Have you ever wondered why so many plants grow in Fibonacci Numbers? Vi Hart offers a great explanation (with hands-on activities) in these three videos — and she introduces a new species called the slugcat, which my daughter thinks is adorable.
Welcome to the Math Teachers At Play blog carnival — which is not just for math teachers! Here is a smorgasbord of ideas for learning, teaching, and playing around with math from preschool to pre-college. Some articles were submitted by their authors, others were drawn from the immense backlog in my blog reader. If you like to learn new things, you are sure to find something of interest.
Living Books for Math
A child’s intercourse must always be with good books, the best that we can find… We must put into their hands the sources which we must needs use for ourselves, the best books of the best writers.
For the mind is capable of dealing with only one kind of food; it lives, grows and is nourished upon ideas only; mere information is to it as a meal of sawdust to the body.

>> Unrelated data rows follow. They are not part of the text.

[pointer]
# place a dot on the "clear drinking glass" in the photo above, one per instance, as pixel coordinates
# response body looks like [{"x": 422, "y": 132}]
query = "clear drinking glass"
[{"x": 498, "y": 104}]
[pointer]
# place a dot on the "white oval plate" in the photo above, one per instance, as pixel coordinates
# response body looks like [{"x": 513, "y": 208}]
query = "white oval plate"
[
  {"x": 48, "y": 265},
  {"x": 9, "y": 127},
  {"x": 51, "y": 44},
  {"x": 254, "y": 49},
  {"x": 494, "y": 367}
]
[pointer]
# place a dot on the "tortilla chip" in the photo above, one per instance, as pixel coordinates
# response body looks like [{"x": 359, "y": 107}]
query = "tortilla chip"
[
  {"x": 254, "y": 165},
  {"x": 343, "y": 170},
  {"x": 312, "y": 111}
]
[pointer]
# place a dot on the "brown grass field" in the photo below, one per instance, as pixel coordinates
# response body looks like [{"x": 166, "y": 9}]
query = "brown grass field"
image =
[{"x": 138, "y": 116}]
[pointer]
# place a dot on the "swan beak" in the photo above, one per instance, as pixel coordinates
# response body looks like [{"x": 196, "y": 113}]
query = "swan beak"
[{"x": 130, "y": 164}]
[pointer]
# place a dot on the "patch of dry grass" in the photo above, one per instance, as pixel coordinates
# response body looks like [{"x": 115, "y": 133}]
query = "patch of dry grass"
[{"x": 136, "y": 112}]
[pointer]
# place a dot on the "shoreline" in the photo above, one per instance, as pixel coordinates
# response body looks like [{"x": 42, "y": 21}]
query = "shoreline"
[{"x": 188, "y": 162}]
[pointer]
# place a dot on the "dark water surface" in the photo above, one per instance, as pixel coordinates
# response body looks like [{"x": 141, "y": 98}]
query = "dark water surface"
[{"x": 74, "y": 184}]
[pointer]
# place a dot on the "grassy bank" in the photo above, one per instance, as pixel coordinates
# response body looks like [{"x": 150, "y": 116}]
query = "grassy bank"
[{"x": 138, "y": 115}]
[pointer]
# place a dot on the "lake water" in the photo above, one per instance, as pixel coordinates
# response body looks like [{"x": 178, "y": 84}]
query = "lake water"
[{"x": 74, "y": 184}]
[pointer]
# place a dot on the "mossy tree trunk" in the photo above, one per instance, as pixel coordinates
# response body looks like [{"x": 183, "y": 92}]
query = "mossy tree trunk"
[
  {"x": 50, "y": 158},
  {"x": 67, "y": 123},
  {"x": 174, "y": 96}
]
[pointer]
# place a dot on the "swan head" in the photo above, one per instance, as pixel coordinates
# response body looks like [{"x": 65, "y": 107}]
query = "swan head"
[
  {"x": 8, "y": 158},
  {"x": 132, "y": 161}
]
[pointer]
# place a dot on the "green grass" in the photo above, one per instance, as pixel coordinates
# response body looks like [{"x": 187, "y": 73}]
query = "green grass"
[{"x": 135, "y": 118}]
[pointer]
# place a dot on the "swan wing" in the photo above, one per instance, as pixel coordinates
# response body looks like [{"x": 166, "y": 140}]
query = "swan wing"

Princess Kitten and I took a longer than usual holiday break from homeschooling, but now I’m in plan-for-the-new-semester mode. I hope to include more living math in our schedule, so I decided to illustrate this edition of the MTaP carnival with a few of my favorite living math books. I’d love to hear more living book suggestions in the comments!
If you click on a book cover, the links take you to Amazon.com, where you can read reviews and other details (and where I earn a small affiliate commission if you actually buy the book), but all of these books should be available through your public library or via inter-library loan.
Let the mathematical fun begin…
For our homeschool, January is the time to assess our progress and make a few New Semester’s Resolutions. This year, we resolve to challenge ourselves to more math puzzles. Would you like to join us? Pump up your mental muscles with the 2012 Mathematics Game!
Rules of the Game
Use the digits in the year 2012 to write mathematical expressions for the counting numbers 1 through 100.
- You must use all four digits. You may not use any other numbers.
- You may use +, -, x, ÷, sqrt (square root), ^ (raise to a power), ! (factorial), and parentheses, brackets, or other grouping symbols.
- You may use a decimal point to create numbers such as .2, .01, etc.
- You may create multi-digit numbers such as 10 or 202, but we prefer solutions that avoid them.
You may use the overhead-bar (vinculum), dots, or brackets to mark a repeating decimal.
You may use multifactorials:
- n!! = a double factorial = the product of all integers from 1 to n that have the same parity (odd or even) as n.
- n!!! = a triple factorial = the product of all integers from 1 to n that are equal to n mod 3
[Note to teachers: Math Forum modified their rules to allow double factorials, but as far as I know, they do not allow repeating decimals or triple factorials.]